L'erosione sta distruggendo le coste dell'Artico. Il riscaldamento del suolo, che porta a rotture e crolli, può mettere in pericolo importanti infrastrutture e minacciare l'incolumità delle popolazioni locali. Inoltre, questi processi rilasciano nell'oceano il carbonio immagazzinato nei suoli, che potrebbe alterare il ruolo dell'Oceano Artico come importante deposito di carbonio e gas serra. Potrebbero anche contribuire ad aumentare il cambiamento climatico.
Finora, per il futuro sono mancate informazioni sull'entità e sulla velocità di questi cambiamenti. Utilizzando una nuova combinazione di modelli computazionali, gli scienziati dell'Universität Hamburg li hanno determinati per la prima volta per l'intero Artico.
"Abbiamo attraversato una serie di scenari, a seconda della quantità di gas serra emessi dall'umanità nei prossimi anni", riferisce l'autore principale dello studio, il dott. David Nielsen del Cluster of Excellence for Climate Research CLICCS dell'Università di Amburgo. "Secondo lo studio, non solo si perde sempre più massa terrestre in termini assoluti; con ogni grado di aumento della temperatura, il tasso annuo di erosione aumenta, in metri, ma anche in milioni di tonnellate di carbonio rilasciate". Se le emissioni di gas serra rimangono incontrollate o continuano ad aumentare, il tasso potrebbe più che raddoppiare entro il 2100, il che significherebbe perdite di erosione fino a tre metri all'anno.
Il nuovo studio fornisce informazioni importanti per la protezione delle coste e per la pianificazione politica e sociale nelle regioni colpite. Allo stesso tempo, le stime dei futuri tassi di erosione offrono una base indispensabile per la ricerca sulle interazioni tra lo scioglimento del permafrost e il rilascio di carbonio nell'Artico, aspetti che potrebbero rafforzarsi a vicenda. Secondo Nielsen:"I nostri risultati mostrano anche che uno spostamento verso una maggiore sostenibilità e emissioni di gas serra significativamente inferiori potrebbe rallentare l'accelerazione nella seconda metà del secolo. Tuttavia, non sarà possibile fermare del tutto la perdita di massa terrestre. "
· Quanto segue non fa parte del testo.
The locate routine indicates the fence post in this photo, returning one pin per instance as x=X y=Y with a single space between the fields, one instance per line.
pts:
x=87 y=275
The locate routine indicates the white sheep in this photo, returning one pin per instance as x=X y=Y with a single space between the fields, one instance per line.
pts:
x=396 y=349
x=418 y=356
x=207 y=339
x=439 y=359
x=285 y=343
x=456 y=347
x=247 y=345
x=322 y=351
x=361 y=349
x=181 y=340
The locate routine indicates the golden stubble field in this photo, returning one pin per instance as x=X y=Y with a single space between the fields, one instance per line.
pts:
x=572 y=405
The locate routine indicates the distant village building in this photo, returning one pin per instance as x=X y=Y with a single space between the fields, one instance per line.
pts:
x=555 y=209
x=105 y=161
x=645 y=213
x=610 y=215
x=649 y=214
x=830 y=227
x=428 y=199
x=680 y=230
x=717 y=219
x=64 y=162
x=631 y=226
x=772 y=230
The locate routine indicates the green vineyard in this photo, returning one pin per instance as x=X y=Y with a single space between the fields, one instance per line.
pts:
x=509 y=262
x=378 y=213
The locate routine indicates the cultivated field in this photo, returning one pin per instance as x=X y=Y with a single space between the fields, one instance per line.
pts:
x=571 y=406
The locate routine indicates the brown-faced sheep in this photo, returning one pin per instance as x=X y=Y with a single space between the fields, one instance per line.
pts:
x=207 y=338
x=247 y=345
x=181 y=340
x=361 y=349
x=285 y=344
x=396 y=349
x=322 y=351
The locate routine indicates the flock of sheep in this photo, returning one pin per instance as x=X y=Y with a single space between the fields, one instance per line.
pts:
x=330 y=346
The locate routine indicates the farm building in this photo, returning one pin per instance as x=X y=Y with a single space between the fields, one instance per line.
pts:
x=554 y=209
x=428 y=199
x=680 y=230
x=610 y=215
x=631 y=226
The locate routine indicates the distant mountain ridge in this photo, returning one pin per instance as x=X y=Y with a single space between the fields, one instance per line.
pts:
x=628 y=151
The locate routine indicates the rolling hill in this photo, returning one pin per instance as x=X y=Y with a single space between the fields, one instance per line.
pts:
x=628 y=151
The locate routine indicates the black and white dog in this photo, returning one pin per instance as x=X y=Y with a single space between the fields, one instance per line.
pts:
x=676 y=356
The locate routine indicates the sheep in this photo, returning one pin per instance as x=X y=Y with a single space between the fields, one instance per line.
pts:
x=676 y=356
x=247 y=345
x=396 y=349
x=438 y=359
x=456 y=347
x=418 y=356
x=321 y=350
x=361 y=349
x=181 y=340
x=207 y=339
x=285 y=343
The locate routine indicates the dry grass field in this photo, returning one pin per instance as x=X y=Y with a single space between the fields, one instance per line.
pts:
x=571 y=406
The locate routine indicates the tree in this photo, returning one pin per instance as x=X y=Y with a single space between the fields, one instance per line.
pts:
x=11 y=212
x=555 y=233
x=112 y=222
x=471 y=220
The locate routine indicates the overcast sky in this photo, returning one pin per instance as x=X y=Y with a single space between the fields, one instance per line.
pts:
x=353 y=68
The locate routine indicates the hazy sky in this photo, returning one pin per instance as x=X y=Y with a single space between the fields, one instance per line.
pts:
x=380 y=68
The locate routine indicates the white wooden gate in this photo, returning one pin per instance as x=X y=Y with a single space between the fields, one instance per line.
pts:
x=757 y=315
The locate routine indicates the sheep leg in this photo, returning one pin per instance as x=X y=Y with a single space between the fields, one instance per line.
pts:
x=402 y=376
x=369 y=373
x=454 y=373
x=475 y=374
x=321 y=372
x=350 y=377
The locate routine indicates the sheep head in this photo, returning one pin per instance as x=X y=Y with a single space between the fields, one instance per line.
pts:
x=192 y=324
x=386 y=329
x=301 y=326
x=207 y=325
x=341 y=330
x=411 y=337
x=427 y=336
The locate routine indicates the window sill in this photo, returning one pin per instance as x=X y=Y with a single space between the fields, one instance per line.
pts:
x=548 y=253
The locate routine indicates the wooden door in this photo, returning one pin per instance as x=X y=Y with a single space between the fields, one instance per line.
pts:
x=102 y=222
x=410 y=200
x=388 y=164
Insieme ad altri ricercatori dell'Universität Hamburg, dell'Istituto Max Planck di meteorologia, dell'Istituto Alfred Wegener, del Centro Helmholtz per la ricerca polare e marina e del Servizio meteorologico tedesco, Nielsen ha calcolato per la prima volta il bilancio futuro dell'Artico nel suo insieme —un risultato importante, poiché l'erosione costiera varia notevolmente da regione a regione. "Nell'Artico, l'erosione è sempre una combinazione di fattori termici e meccanici", spiega il ricercatore climatico. I suoi calcoli quindi collegano i modelli esistenti del sistema terrestre con dati osservativi, simulazioni delle onde e rianalisi climatiche:"A seconda della posizione e della forma della rispettiva costa, ci aspettiamo di vedere altezze d'onda variabili. Con l'aumentare della temperatura, aumenta anche la gamma delle onde, perché il ghiaccio marino scompare. Inoltre, il periodo senza ghiaccio in estate si allunga, rendendo le coste ancora più vulnerabili".